SotD81 - Playing Catch Up part 4

neon colours - woman with spiky hair and neon framed spectacles

Inspired by our series of articles looking back at music released 30 years ago, Jimmy Hunter takes a step further back in time to give us some more Songs of the Day from 40 years back, SotD81...


I’m being quite generous. No need to thank me [Don’t worry about that!! – Ed] because, dear reader, I hope you find the additional links to this week’s selection interesting.

When I think of the first record of this selection, I always think of summer 1981 for some bizarre reason – knowing full well the record wasn’t released until the autumn. Only a few years ago did I go back and listen to the first two albums by Altered Images and I found them to be rather good. Not silly pop nonsense but well constructed and somewhat dark. However, fresh from the success of appearing in Gregory’s Girl a year before, Claire Grogan and her band scored the first of several hits with Happy Birthday. I wouldn’t quite agree with the post-punk label that was attributed to the group in the early days but certainly New Wave-ish would be accurate and I find their credibility to have lasted these 40 years.

Official music video 


TOTP first appearance [far too peppy - Ed]: 


Speaking of poppy [I said peppy - Ed] nonsense, I didn’t expect someone with a post-punk label to create such pop records but this is exactly what Toyah did. Although I do like it, it’s not the “indie” output on the heels of It’s A Mystery. The album tracks, however, are exactly that. However, having seen Toyah live a couple of years ago where she performed this track flawlessly, her longevity and passion are extraordinary.



I have never done this but I would urge you to have a look at the Wikipedia page for our next choice – Laurie Anderson. I’ve read it and given what I’ve read about her elsewhere, this is a fairly accurate and detailed account of her and her work. Not many outside of the (New York/US) art world would have heard of her before she released O Superman, me included, and like many others, I was captivated. And I still am. It’s unique, creative and the music video more than does justice to the record. Watch/listen all the way through – I’m delighted to have had an opportunity to reconnect with this amazing record.



Classix Nouveaux was a fairly short-lived outfit consisting of a couple of members of the recently disbanded X-Ray Spex. [Please do look up the superb X-Ray Spex album Germ Free Adolescence as I think it’s the absolute pinnacle of punk at its best, not least because of the single The Day The World Turned Day-Glo]. However, I digress [Frequently!!! – Ed]. Never again is one of those records I remember hearing on the clock radio as I was half asleep and trying to figure out how to stay in bed and not go to school (I did manage that, by the way!!). The screaming falsetto on a bass of “never again, never again” combined with a racing tempo, a bizarre lyric and peculiar vocal hooked me. [Find the HD Audio version here - Ed]

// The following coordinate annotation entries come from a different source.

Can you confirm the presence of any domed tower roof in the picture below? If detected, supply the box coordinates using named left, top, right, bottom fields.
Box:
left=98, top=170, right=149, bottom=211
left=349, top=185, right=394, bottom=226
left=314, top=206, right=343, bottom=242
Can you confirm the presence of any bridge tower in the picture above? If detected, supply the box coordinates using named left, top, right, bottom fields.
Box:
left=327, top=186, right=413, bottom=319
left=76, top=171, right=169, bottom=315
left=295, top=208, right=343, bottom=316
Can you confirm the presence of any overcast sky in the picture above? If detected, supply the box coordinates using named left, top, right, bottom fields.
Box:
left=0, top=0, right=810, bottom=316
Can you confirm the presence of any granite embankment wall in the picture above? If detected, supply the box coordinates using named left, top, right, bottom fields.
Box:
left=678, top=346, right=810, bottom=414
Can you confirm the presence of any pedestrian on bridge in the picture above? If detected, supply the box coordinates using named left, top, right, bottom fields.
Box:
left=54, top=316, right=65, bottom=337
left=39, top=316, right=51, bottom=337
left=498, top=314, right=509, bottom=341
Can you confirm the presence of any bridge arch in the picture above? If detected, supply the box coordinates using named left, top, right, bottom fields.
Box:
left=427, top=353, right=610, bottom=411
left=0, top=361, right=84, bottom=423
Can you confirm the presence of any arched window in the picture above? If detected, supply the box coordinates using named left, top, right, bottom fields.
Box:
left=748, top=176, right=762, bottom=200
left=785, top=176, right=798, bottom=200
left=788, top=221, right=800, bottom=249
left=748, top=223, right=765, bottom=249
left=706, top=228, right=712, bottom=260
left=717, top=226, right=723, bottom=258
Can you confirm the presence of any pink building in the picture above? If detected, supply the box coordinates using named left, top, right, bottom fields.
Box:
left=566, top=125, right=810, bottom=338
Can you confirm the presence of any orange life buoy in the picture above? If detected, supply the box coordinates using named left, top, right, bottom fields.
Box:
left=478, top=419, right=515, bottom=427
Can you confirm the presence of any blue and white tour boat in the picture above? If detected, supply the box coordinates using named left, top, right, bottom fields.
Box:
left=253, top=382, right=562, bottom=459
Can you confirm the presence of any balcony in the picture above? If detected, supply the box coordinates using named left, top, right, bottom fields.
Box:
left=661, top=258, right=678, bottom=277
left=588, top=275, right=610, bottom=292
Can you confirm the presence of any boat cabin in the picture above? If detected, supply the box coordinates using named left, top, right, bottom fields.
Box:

Earth Wind and Fire were, by 1981, beginning to slip away from the popularity they had maintained in the ‘70s and yet this is a great example of post-disco disco. It’s tuneful and has a great bass line with added vocoder and the signature falsetto backing vocal. [Enjoy the HD audio full length version too - Ed]



Juice Newton scored the biggest commercial hit with this 1967 tune penned by Chip Taylor. It’s had a plethora of singers doing various versions but Juice’s version clearly hit the right note (pun intended) at the right time. Having listened to many of the other versions, I surprise myself by still liking this (I bought it at the time) and I think this version will remain the definitive one. Oh, Chrissie Hynde did a cover in the ‘90s and despite what her character on Friends said, she did not write this track.



Camp and outrageous for TOTP in 1981, Imagination scored a number of successful hits and out of them all, Flashback is my favourite.



Where do I start with this? A collaboration nobody expected and nobody realised they needed until it happened. Famously (and superbly) sampled by Vanilla Ice almost a decade later, Queen & David Bowie gave us a record that just kept giving. There is a superb video about how the record was created and the first (iconic?) bass guitar notes that’s well worth a watch. The 1985 Live Aid concert version then the 1999 remix version are excellent examples of the reach this record has had.